Expanding the focus of development partnerships beyond National Governments in aid recipient countries has appeal. For example, many WASH Projects fail because they don’t sufficiently consider the local priorities of intended beneficiaries. Engaging with sub-national governments and civil society organisations can plausibly better meet local development priorities, and such Inclusive Partnerships are part of the Busan Statement. But care and coordination is needed to avoid decentralising aid-fragmentation problems. 

Finally, accelerating progress to Agenda 2030 goals might require a greater focus on individual SDGs or the specific challenges of the current development landscape. SWAp-like mechanisms might then be reimagined in pursuit of country-led agenda with respect to achievement of SDGs (rather than in pursuit of country-led agenda with respect to sector-wide goals). Despite the cross-sectoral nature of many SDGs, others have recognised the strengths of the sector-specific approach in accelerating towards achievement of the SDGs. This sector-specific approach stands at the heart of SWAps and a minor revision of the Agenda (and of the tools for its implementation) may be all that is required.   

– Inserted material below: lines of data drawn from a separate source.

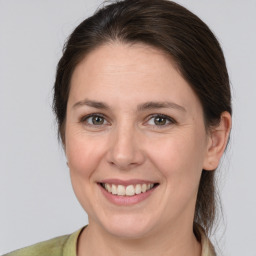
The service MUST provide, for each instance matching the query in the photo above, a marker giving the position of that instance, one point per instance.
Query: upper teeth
(129, 190)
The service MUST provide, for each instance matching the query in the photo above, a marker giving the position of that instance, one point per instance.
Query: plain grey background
(36, 197)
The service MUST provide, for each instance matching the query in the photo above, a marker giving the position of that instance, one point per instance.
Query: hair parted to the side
(181, 35)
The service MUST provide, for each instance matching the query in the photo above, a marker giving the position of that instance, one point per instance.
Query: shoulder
(52, 247)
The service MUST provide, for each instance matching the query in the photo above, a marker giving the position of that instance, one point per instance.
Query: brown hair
(183, 36)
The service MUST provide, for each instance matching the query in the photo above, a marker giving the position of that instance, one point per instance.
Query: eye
(94, 120)
(160, 120)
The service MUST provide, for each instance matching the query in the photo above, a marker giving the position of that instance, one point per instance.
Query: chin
(128, 227)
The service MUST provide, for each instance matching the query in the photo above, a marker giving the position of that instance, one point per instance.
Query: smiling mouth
(130, 190)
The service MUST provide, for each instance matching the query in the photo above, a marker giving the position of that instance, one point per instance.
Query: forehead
(138, 72)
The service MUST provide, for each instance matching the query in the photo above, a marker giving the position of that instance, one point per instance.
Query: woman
(143, 105)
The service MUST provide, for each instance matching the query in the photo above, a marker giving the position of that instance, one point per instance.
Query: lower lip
(126, 200)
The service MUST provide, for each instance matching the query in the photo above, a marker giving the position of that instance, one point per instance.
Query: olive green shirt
(67, 246)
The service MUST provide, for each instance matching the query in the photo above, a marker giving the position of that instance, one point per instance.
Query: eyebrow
(142, 107)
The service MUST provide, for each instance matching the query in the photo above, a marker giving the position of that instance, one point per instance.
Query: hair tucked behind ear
(181, 35)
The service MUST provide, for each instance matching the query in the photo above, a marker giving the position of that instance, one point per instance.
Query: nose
(125, 149)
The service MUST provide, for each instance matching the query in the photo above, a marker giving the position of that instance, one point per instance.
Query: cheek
(180, 159)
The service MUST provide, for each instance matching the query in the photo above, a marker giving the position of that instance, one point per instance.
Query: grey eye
(96, 120)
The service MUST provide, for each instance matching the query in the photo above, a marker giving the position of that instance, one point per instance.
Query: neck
(96, 241)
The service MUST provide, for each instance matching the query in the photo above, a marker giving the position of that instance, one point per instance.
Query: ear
(217, 142)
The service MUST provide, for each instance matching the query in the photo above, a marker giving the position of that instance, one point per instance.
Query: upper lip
(127, 182)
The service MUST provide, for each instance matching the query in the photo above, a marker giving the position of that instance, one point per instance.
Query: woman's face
(135, 141)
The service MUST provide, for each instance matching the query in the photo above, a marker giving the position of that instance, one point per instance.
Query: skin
(129, 144)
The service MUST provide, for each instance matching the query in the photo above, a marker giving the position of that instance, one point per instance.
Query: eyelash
(169, 120)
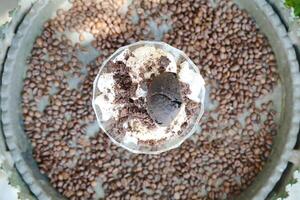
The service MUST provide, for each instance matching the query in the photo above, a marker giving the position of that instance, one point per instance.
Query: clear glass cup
(174, 141)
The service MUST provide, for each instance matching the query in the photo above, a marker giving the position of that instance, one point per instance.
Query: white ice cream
(107, 96)
(139, 63)
(140, 132)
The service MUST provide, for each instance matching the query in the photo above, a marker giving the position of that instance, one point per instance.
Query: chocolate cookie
(164, 98)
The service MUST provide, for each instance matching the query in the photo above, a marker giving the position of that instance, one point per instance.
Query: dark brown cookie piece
(164, 98)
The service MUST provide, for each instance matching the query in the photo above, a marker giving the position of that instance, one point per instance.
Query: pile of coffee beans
(234, 139)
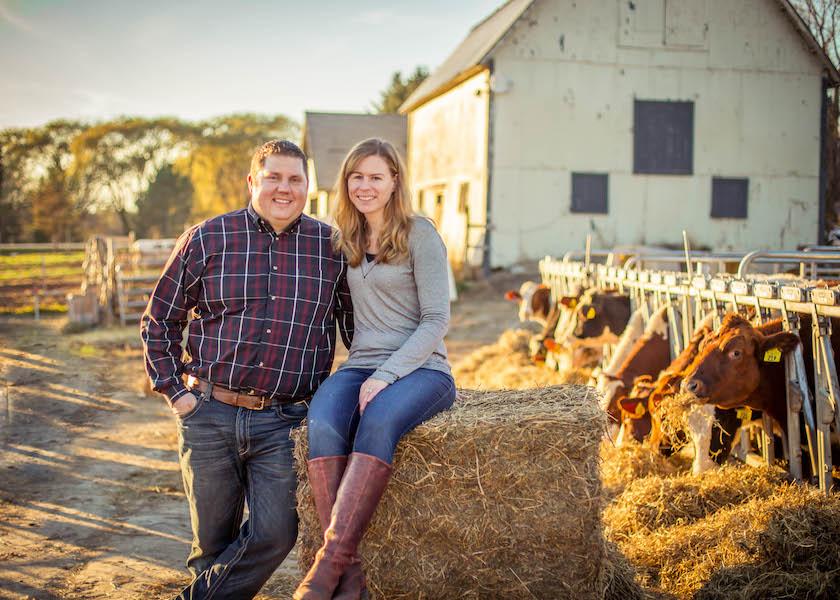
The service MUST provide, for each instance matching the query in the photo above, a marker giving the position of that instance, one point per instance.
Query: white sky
(97, 59)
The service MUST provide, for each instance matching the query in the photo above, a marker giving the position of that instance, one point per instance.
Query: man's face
(278, 192)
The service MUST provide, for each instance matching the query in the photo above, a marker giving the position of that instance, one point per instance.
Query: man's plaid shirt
(265, 307)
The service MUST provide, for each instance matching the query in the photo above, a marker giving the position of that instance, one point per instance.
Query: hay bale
(786, 545)
(653, 502)
(620, 577)
(506, 365)
(621, 465)
(497, 498)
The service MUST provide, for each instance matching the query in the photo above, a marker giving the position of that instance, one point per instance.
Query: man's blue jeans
(335, 428)
(230, 456)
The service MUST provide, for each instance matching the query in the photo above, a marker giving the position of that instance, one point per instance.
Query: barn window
(589, 193)
(663, 137)
(729, 197)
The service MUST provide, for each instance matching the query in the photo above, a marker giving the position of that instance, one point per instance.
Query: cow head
(534, 301)
(599, 310)
(727, 369)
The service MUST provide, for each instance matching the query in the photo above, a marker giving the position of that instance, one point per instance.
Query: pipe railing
(785, 257)
(693, 294)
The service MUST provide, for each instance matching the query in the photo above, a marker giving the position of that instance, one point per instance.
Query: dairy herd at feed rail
(740, 366)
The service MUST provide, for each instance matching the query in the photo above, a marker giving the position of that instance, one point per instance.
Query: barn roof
(327, 137)
(471, 55)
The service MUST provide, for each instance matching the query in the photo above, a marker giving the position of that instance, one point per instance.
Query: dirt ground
(91, 503)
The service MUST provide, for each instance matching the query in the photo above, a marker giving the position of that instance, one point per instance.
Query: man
(265, 288)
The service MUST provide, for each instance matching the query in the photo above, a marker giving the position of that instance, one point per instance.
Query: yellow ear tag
(773, 355)
(745, 414)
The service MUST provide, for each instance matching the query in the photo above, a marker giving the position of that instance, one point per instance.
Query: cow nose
(693, 386)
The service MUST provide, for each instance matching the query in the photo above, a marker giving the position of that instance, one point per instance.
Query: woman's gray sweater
(401, 311)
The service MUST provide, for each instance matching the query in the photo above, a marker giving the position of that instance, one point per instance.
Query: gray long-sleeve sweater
(401, 311)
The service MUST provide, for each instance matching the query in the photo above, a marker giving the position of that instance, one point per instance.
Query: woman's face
(370, 186)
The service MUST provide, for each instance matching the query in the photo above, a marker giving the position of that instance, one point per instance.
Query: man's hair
(281, 147)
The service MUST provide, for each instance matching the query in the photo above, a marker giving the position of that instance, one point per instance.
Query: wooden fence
(38, 277)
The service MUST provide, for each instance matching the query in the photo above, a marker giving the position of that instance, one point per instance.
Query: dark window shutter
(729, 197)
(589, 193)
(663, 137)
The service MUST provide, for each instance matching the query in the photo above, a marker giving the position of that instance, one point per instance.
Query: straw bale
(506, 365)
(653, 502)
(497, 498)
(621, 465)
(786, 545)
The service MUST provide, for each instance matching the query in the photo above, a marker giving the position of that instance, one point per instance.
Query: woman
(397, 374)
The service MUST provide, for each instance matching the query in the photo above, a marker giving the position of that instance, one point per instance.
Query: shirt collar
(265, 227)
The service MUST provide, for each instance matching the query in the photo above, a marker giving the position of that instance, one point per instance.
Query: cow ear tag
(773, 355)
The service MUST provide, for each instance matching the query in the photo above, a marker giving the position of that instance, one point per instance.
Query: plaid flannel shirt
(264, 304)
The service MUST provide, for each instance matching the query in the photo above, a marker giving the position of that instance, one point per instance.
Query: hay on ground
(506, 365)
(783, 546)
(650, 503)
(497, 498)
(621, 465)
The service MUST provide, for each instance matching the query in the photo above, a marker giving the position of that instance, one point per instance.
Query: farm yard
(92, 505)
(638, 203)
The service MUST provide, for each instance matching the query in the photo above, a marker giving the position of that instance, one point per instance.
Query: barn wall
(447, 159)
(572, 70)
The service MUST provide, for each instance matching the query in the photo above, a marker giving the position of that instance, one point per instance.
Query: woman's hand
(368, 392)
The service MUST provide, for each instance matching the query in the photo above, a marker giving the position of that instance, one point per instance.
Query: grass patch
(39, 258)
(19, 273)
(51, 308)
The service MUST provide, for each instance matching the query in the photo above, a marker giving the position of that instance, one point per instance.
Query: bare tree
(823, 19)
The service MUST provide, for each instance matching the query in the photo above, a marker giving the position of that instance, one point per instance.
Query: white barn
(626, 119)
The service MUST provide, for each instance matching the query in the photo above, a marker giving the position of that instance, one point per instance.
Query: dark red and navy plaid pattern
(265, 307)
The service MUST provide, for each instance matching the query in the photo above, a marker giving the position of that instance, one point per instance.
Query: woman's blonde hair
(349, 235)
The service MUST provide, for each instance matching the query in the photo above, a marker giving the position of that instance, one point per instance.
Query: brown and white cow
(637, 354)
(742, 365)
(710, 430)
(535, 304)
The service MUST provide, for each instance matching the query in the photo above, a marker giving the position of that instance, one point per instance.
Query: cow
(710, 430)
(638, 353)
(535, 305)
(742, 365)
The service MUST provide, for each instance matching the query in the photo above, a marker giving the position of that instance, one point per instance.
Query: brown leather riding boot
(361, 489)
(324, 478)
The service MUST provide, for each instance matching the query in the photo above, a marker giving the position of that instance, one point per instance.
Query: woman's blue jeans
(337, 429)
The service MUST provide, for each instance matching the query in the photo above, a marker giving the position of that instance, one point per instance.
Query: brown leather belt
(234, 398)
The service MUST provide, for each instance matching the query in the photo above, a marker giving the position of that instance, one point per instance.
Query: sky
(98, 59)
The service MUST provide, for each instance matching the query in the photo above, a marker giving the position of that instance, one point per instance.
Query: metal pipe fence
(690, 296)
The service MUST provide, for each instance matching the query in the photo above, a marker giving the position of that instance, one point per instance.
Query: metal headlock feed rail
(691, 297)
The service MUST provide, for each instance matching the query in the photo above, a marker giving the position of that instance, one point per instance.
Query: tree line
(66, 180)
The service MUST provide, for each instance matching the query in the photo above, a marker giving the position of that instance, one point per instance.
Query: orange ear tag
(773, 355)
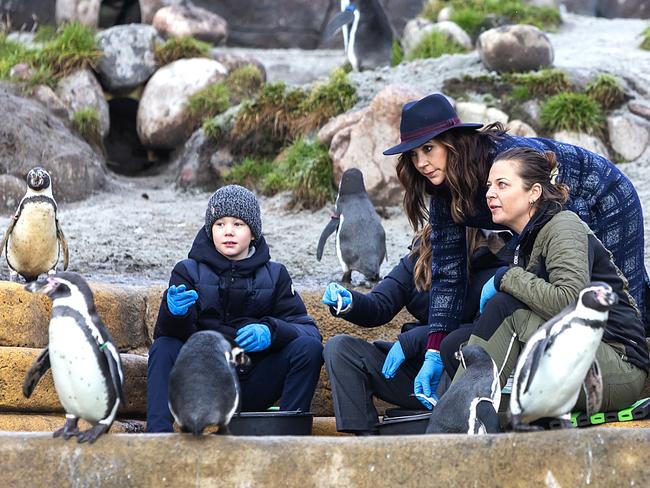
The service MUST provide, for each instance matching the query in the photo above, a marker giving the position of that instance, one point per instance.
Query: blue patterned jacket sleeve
(449, 268)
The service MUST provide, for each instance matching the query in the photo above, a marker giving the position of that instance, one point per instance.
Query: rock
(361, 144)
(163, 121)
(586, 141)
(81, 90)
(84, 11)
(189, 20)
(628, 135)
(515, 48)
(31, 135)
(128, 56)
(480, 113)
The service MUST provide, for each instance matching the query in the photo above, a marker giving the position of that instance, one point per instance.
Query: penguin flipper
(36, 372)
(64, 245)
(593, 388)
(338, 21)
(327, 231)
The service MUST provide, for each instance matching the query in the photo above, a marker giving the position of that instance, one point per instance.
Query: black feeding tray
(399, 421)
(272, 423)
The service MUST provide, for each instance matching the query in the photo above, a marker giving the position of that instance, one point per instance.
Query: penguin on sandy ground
(470, 405)
(559, 359)
(203, 384)
(360, 237)
(85, 363)
(33, 241)
(368, 41)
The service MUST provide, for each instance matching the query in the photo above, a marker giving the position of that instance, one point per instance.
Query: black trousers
(354, 369)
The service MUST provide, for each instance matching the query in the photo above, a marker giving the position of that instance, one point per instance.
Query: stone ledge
(602, 457)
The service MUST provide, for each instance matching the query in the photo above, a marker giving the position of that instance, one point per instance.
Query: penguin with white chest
(203, 384)
(367, 33)
(33, 240)
(559, 359)
(470, 405)
(360, 237)
(85, 363)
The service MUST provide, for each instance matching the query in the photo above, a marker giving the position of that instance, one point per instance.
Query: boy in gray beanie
(229, 284)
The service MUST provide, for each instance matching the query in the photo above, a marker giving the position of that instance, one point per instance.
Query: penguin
(85, 363)
(203, 384)
(34, 240)
(470, 405)
(360, 237)
(368, 41)
(559, 359)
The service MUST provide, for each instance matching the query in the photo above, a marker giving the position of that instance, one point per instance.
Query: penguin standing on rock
(85, 363)
(203, 384)
(33, 241)
(470, 405)
(559, 359)
(367, 33)
(360, 237)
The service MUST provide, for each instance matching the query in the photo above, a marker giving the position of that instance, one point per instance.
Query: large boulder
(128, 56)
(163, 120)
(515, 48)
(360, 144)
(30, 135)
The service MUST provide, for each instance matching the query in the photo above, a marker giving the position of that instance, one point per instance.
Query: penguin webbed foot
(68, 430)
(92, 434)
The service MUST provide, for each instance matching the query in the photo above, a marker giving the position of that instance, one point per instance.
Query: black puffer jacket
(233, 294)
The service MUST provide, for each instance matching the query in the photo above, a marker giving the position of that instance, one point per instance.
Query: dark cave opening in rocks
(118, 12)
(125, 153)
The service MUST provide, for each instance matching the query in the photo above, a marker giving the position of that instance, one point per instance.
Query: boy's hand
(337, 296)
(254, 337)
(179, 300)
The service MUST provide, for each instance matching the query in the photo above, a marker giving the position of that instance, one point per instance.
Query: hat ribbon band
(409, 136)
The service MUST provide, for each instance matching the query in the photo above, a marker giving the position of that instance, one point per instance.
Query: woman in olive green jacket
(554, 255)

An evidence-informed Agenda

Improving aid effectiveness at a country level is hard earned and rarely dramatic. In an increasingly austere aid environment, coordination wary or weary donors should take heart that efforts to engage with health SWAps appear worthwhile. Whilst there is an absolute need to re-ignite political engagement with Effectiveness Principles, these health aid effectiveness gains should not be ignored. Similar stories could be told in other sectors. However, effort and resources are needed to facilitate rigorous analyses on the impacts of adherence to Effectiveness Principles, both as they stand and if and as they are adapted to meet the needs of the development sector going forward. Indeed, strategy for impact analyses should also feature prominently in these discussions.